La cinémathèque d'Oran a abrité pendant toute une semaine la projection du dernier film d'Ahmed Rachedi: «Mostefa Ben Boulaïd». Ce très long-métrage, d'une durée de deux heures quarante minutes, raconte l'histoire de la célèbre personnalité algérienne, acteur au premier plan de la lutte pour l'indépendance, à savoir Mostefa Ben Boulaïd. Si le film dure presque trois heures, force est de reconnaître que le spectateur ne trouve pas le temps de s'ennuyer ; et là est le tour de force de ce long-métrage qui arrive tout bonnement à captiver l'attention du commun des mortels et de faire en sorte que tout le monde, d'une façon ou d'une autre, soit désireux de suivre le déroulement de l'histoire jusqu'à sa fin.

Très pointilleux sur les événements historiques, le réalisateur tente de reproduire avec justesse les événements importants qui ont marqué la vie de Mostefa Ben Boulaïd et, de facto, la révolution algérienne. Parmi ces scènes, on peut compter celle où, seul à seul avec Messali Hadj, les deux hommes ont clairement montré leur divergence quant à la tenue imminente de la révolution algérienne. «Ce que vous faites, c'est de l'aventurisme, lui dit Messali Hadj, vous vous trompez sur toute la ligne et l'histoire ne vous le pardonnera jamais !» Autre scène marquante, celle du jour où fut créé le Front de libération nationale, Front ne devant servir que pour apporter l'indépendance au peuple algérien.

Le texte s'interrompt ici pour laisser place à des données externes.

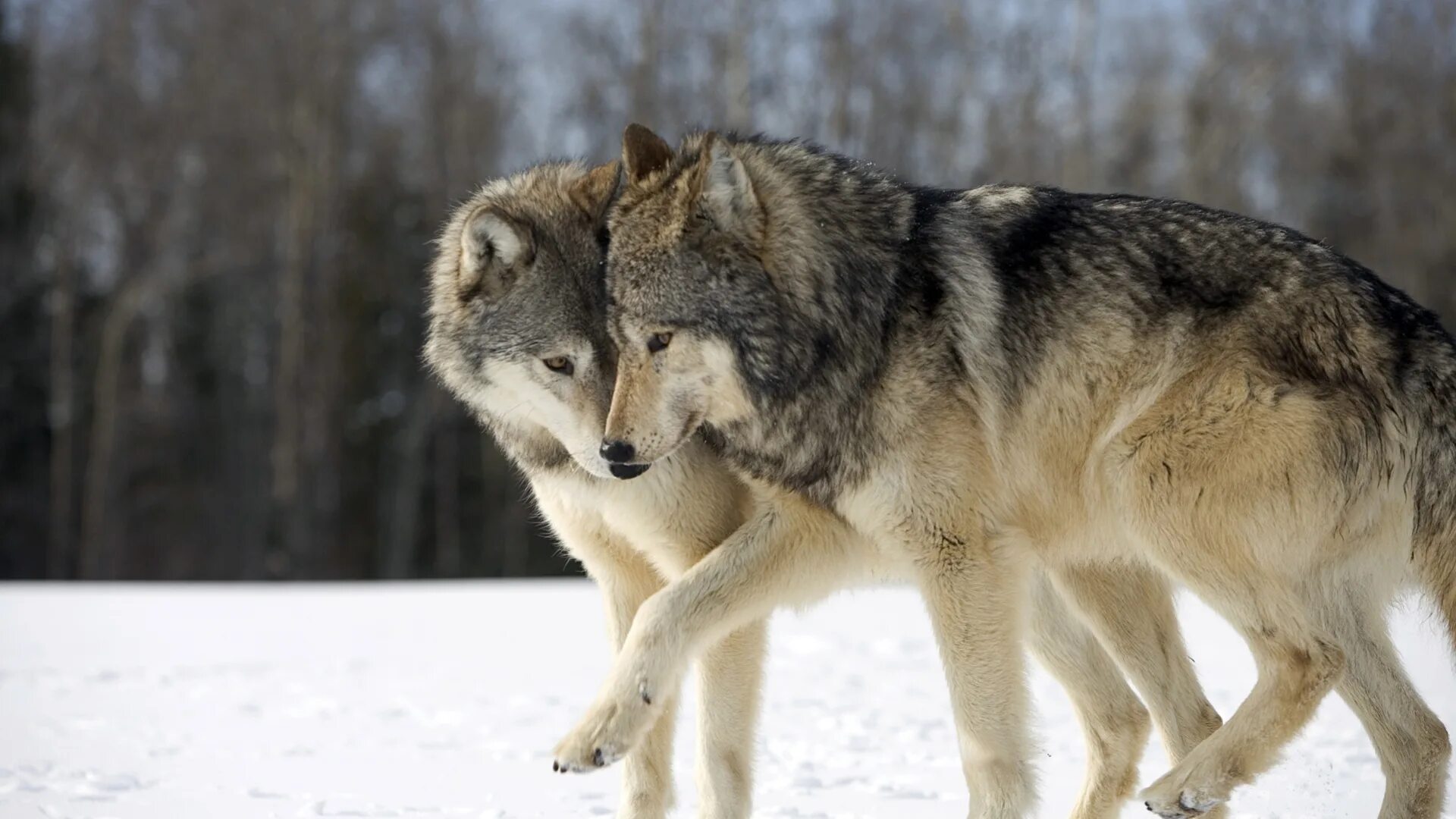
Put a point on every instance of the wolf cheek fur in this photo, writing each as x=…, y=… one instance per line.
x=494, y=328
x=1056, y=379
x=517, y=331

 Par cette scène, on a l'air de comprendre, en lisant entre les lignes, que Mostefa Ben Boulaïd croyait en une vraie démocratie pour le devenir de son pays. «Qu'importe leur courant politique, dit-il dans cette scène, pourvu que tous rejoignent leur Front, avec un seul mot d'ordre, l'indépendance du pays.» On peut d'ailleurs penser, à voir cette scène, que le réalisateur a d'emblée voulu laver les mains de ce moudjahid et démontrer qu'il n'était en rien responsable des «dérives autoritaires» de quelques-uns de ses camarades, après l'indépendance. On peut aussi relater la scène de sa rencontre, en Tunisie, avec le chef de cabinet du gouverneur d'Alger, Jacques Soustelle, et de sa façon détachée et sereine de mener cette conversation, sans tomber sous le charme «corrupteur» de son interlocuteur.

Mais la scène la plus longue, et peut-être la plus caractéristique du film, est bien sûr celle de son emprisonnement à la prison Koudiat de Constantine, où il fut condamné à mort. En accord avec ses codétenus, qui pour la plupart ont pleinement rejoint la cause de l'indépendance nationale, ils décidèrent, tout simplement, de s'évader du pénitencier. Dans cette scène, la plus longue de tout le film, le comique se mêle au tragique et cela donne un résultat probant. Effectivement, la scène de l'évasion nous fait penser peu ou prou à Steve McQueen dans «la Grande évasion». Et puis, au final, le clou du film, le jour de la mort de Ben Boulaïd, le 22 mars 1956, où il fut victime d'une radio piégée, parachutée par une unité de l'armée française.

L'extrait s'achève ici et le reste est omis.